The vineyard owner lived under a corrugated tin roof with his young son. Sheet metal and two-by-fours served as their home. Insects scuttled through the three-inch crack between sliding door and wall—where at night, a rusty padlock hung.

Their house resembled a makeshift shed from the outside, and from the inside it looked much the same. The walls and floors were bare. No paint, no rugs. A wooden divider separated the kitchen from the main room where the man and his son sat with their stew dinner watching Pirates of the Caribbean on TV, getting up for seconds during commercials.

They didn’t mind the dirt and spiders in the shower. They didn’t mind waiting for the ferry when supplies ran low. Life was simple, and they were happy.

Jan. 2009


On Your Mark

It’s January and I’m sleeping in my jeans on a stranger’s floor. Well, not so much sleeping as scanning. Scanning my fiancee beside me. Scanning the floors, the walls, the furniture. By the room’s primary decor, I see that at least one member of this household is more than a fair-weather NASCAR fan.

My first trip to another hemisphere starts with a pre-flight night at a classmates’ mom’s house in Lincoln, Nebraska.
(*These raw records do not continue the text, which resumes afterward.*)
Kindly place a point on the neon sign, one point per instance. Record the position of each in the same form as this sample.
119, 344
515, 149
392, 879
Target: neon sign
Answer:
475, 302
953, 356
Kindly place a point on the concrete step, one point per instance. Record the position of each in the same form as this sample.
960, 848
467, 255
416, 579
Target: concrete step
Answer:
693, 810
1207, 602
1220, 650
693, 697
My fiancee, Derek, and I are taking advantage of our university’s New Zealand trip, and since we’re from a town with no shopping mall, let alone an airport, arrangements like this are a necessity.

Beside me, Derek breathes steadily from inside his sleeping bag. Apparently he was able to ignore the musty scent of cat hair and stale cigarette smoke mingling in the carpet under our heads. The noxious smell mixes in my travel-anxious stomach with my last meal. Breakfast may not happen. And with a 12-hour trans-Pacific flight looming in the near future, I’ve come to terms with the fact that it’ll be a couple days before I get any significant sleep.

Looking up at the shadowy TV stand before me, I wonder at the variety of huddled NASCAR coffee mugs. Were they ever meant to be out of the cupboard and on display as a room’s focal point?

I turn to look at Derek, who’s separated from me only by the closed zippers of our sleeping bags. His face is relaxed and I think, This is going to be okay. This will be a trip I won’t ever forget.